However, if you are (as you seem to imply) a 'Brand Snob' then you might choose to buy less for your money elsewhere. Pay yer money-take yer choice? Most big-name companies have an entry level model within a 5-6 hundred pound budget.

HTH

w


----------



## MaxInc (23 Apr 2013)

What's wrong with Triban 3's wheels?


----------



## User28924 (23 Apr 2013)

MaxInc said:


> What's wrong with Triban 3's wheels?


 
Absolutely nothing, they're just not very good, relatively speaking, like the wheels and tyres on nearly any sub-£1000 bike you care to mention (for the record I have the 5A with original wheels (same as the 3); I'll probably upgrade them in a year or so but for now they're fine).


----------



## Cyclist33 (23 Apr 2013)

nothing, but if youve got a budget of 500 and the triban 3 costs 300, stick a pair of aksium race wheels on with matching tyres, 200 odd quid at merlin, and see the difference !


----------



## Nigelnaturist (23 Apr 2013)

Cyclist33 said:


> nothing, but if youve got a budget of 500 and the triban 3 costs 300, stick a pair of aksium race wheels on with matching tyres, 200 odd quid at merlin, and see the difference !


I notice the difference with just RS10's it's as much as I can justify at present.


----------



## camtheman (23 Apr 2013)

The only drawback (from my perspective) with a Triban 3 is that the chainset seems to be a triple. Great if you want a triple, in fact absolutely brilliant because they are not particularly common. Bummer if you don't because you're going to want to swap it for a double asap. I couldn't cope with a triple, way too many choices going on! I'd rather huff and puff up them hills with a compact double and, believe me, I live in a hilly part of Yorkshire. Besides, triples are for mountain bikers  .


----------



## outlash (23 Apr 2013)

Widge said:


> Eeerm,,,,well what immediately springs to mind is Triban 3 with a wheel upgrade......(a lttle down the line when the ones it comes with start to cr@p out)
> 
> The reds days are numbered but the new T5a black is a lot of bike for the money too.
> 
> ...


 
That's a bit harsh isn't it? I don't think anyone is arguing that a Triban 3 is great value but the frame isn't as good as a CAAD8/Synapse/Defy/Allez. I've gone from a Triban to a CAAD8 and the difference is like night and day. It's not brand snobbery, it's a better bike.
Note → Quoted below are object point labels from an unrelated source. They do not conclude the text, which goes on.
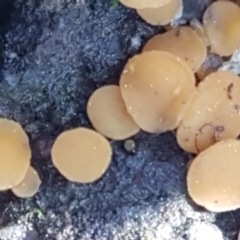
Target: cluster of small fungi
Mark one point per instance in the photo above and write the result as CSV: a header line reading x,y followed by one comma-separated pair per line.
x,y
169,86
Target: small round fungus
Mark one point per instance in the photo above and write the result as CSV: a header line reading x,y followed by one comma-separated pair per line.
x,y
142,4
213,177
182,42
15,154
221,22
198,28
156,87
213,113
108,114
162,15
81,155
29,186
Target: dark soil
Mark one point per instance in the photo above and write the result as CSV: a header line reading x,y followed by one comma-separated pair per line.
x,y
53,55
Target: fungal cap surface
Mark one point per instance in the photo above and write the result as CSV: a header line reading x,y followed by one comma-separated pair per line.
x,y
213,113
182,42
15,153
142,4
108,114
29,186
221,22
81,155
213,177
156,87
162,15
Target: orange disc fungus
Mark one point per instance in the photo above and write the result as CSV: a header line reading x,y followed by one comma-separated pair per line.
x,y
29,186
162,15
213,177
221,22
142,4
182,42
81,155
108,114
213,113
156,87
15,154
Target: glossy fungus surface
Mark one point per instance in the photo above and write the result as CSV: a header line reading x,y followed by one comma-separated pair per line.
x,y
221,22
162,15
156,87
108,114
81,155
213,113
15,154
29,186
182,42
213,177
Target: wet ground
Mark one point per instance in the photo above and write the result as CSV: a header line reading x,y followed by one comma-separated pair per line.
x,y
53,55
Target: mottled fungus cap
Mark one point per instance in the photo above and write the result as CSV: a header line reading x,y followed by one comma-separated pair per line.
x,y
81,155
156,87
213,177
213,113
29,186
221,22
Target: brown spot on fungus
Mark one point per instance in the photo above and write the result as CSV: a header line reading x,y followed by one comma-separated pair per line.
x,y
156,72
108,114
162,15
81,155
229,90
213,177
182,42
129,145
221,22
29,186
211,115
198,28
142,4
15,154
211,64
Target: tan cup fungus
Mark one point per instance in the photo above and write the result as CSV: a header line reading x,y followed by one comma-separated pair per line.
x,y
156,87
162,15
213,177
81,155
142,4
15,154
182,42
29,186
211,64
108,114
221,22
213,113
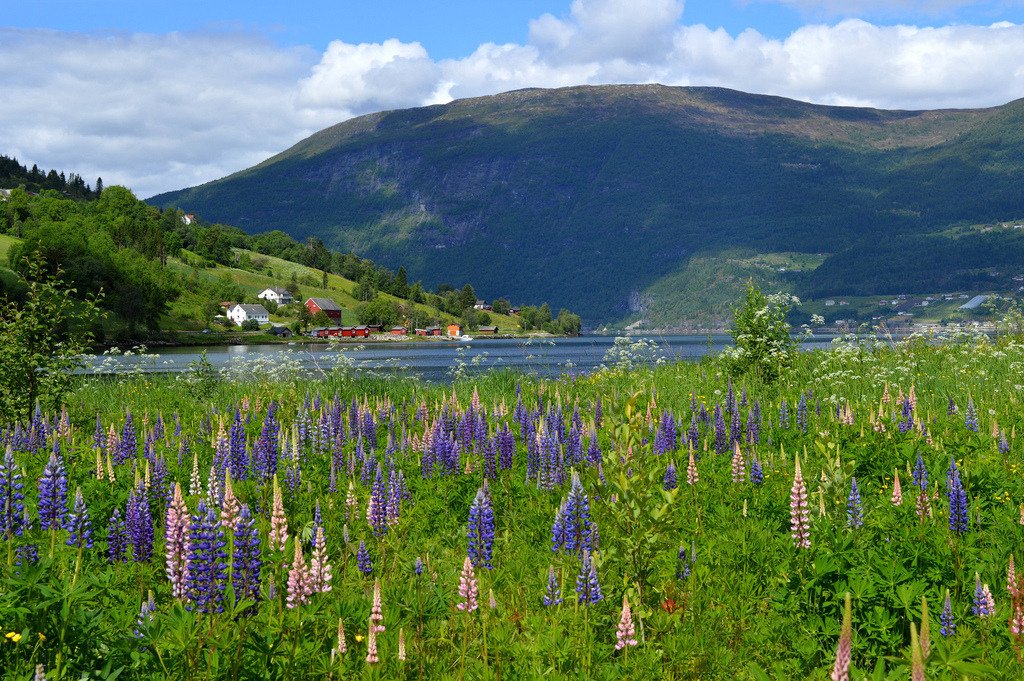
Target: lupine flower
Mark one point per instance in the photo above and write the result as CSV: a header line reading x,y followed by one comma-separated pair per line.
x,y
11,496
279,521
117,538
299,584
177,543
983,602
626,634
854,508
588,588
139,522
671,480
363,559
320,564
800,517
246,561
553,594
481,529
467,587
841,670
946,619
971,418
79,523
207,573
53,495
Time you add on better wheels onto a Triban, there's not a huge difference in price. There's a little bit of kidology going on here.


Tony.


----------



## Andy Smith (23 Apr 2013)

I think it's been said but worth re-iterating, you do get what you pay for. I re-started last year with a Carrera TDF from Halfords, it was a very good deal especially as I didn't know if I was going to continue so I didn't want to pay out very much. This February I brought myself a Giant Defy 1 as in all the reviews it came out top in it's price range and a brief test ride confirmed it was good. I love it and the difference is not just noticeable it's chalk and cheese. It's easier to ride faster, handles well and the gearing is spot on. That for me makes the extra cost worthwhile and is why, in my opinion, you should spend as much as you are able and get a bike that has reviewed well by not just the bike press but other cyclists too.


----------



## MJC (23 Apr 2013)

Thanks for all of the replies.


----------



## Typhon (23 Apr 2013)

I have a Triban 3 (with a wheel upgrade). I would say go for the Triban 5a. The better groupset will be worth the money IMO.


----------



## Cyclist33 (23 Apr 2013)

outlash said:


> That's a bit harsh isn't it? I don't think anyone is arguing that a Triban 3 is great value but the frame isn't as good as a CAAD8/Synapse/Defy/Allez. I've gone from a Triban to a CAAD8 and the difference is like night and day. It's not brand snobbery, it's a better bike.
> 
> Time you add on better wheels onto a Triban, there's not a huge difference in price. There's a little bit of kidology going on here.
> 
> ...



what does kidology mean? im not sure...

exactly what is it thats night n day about the caad, and have you conducted control experiments to evaluate the difference? is it the frame, wheels, gears, geometry, price point, maybe the sizing just worked better for you, etc etc. have you weighed the respective bare frames if weights the key? how do the two bikes figure if you ride each with the same parts specs?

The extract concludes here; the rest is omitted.